Book Club meetings are held via Zoom on the last Thursday evening of odd-numbered months beginning at 7:00 p.m. (Portland time). Listed below is the Zoom meeting link as well as a link to “Discussion Questions” for the upcoming reading selection (courtesy of Book Club coordinator and discussion facilitator Alan Ellis). Discussions are open and flowing, with discussion questions serving as a sequential roadmap. Selections can be read in the original Russian and/or in translation, and excerpts are cited in both languages during discussions. Our focus for 2024 is 20th-century Russian classics, and we welcome your participation! (Давайтe!)

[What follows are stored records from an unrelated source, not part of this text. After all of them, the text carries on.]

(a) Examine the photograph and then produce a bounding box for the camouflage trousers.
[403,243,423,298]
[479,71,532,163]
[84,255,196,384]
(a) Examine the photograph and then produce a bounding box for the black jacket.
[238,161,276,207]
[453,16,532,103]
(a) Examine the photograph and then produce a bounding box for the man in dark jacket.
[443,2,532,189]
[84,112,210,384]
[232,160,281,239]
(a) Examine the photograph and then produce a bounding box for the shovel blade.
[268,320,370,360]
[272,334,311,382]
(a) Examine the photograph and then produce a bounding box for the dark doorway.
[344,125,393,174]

We are currently reading Twelve Chairs by Ilf and Petrov—discussion scheduled for Thursday, May 30th.

ABOUT THE AUTHORS

 “Ilya Arnoldovich Ilf” (Илья Арнолдович Ильф) was born in 1897 as lehiel-Leyb Aryevich Faynzilberg (Иехиель-Лейб Арьевич Файнзильберг) into a poor Jewish family in Odessa where his father worked as a clerk in a bank. At that time Odessa was home to thousands of Jews, and almost as many humorists. Yevgeny Petrovich “Petrov” (Евгенйи Петрович Петров) was born in 1902 as Yevgeny Petrovich Katayev (Катаев) into a middle class Christian family in Odessa where his father worked as a teacher. (Yevgeny’s brother Valentin, who would also become a famous comedy author, suggested the plot for Twelve Chairs.) The pseudonyms “Ilf” and “Petrov” came into being in 1927 when Ilya and Yevgeny, having met while working as satirical writers for a rail-workers’ newspaper called “Gudok” (“Whistle”), formed a literary partnership that would last 10 years and bring them international fame. (Early in the partnership they published under a number of whimsical pseudonyms, including “Fyodor Tolstolyevsky”!) Petrov half-jokingly remarked that writing together did not come naturally: “After all, we are not even related to each other, not even the same age, even different nationalities—one a Russian (with an enigmatic Russian soul), the other a Jew (with an enigmatic Jewish soul).” Despite their lampooning of Soviet society, the Bolshevik regime, and even Marxism itself in Twelve Chairs, publication was granted in 1928, in part because of a temporary relaxation of literary censorship begun by Lenin, and perhaps also in part because of the novel’s divergent ending. To the chagrin of frustrated Soviet censors, the book enjoyed widespread popular acclaim. A few years later the duo was permitted to travel to the Depression-ravaged U.S.—a trip that resulted in the publishing of photos taken by Ilf (who had a passion for photography) followed by a satirical novel based on their observations (which were not totally unflatteringly). The authors’ careers ended tragically, first with Ilf’s death from TB in 1937, then Petrov’s death five years later in a WWII plane crash. As for Twelve Chairs, sales surged after Stalin’s death in 1953 thanks to a “thaw” in censorship.      

ABOUT THE NOVEL

A cult classic in Russia, Twelve Chairs has been adapted for numerous movies internationally, including the 1970 version by Mel Brooks. The novel’s main protagonist, the inimitable Ostap Bender, is a penniless vagabond who, via charm and gile, manipulates himself into the search for a treasure trove of jewery hidden in one of twelve chairs confiscated by the Bolsheviks from an aristocrat several years earlier following the Revolution. Bender’s competitors in the hunt are a narcisistic bureaucrat and opportunist priest. The caper spans the USSR, comically exposing prejudices and corruption along the way (a la Gogol). Divided into three parts and forty short chapters, the novel is around 400 pages long. Enjoy the ride, and we hope to see you in May!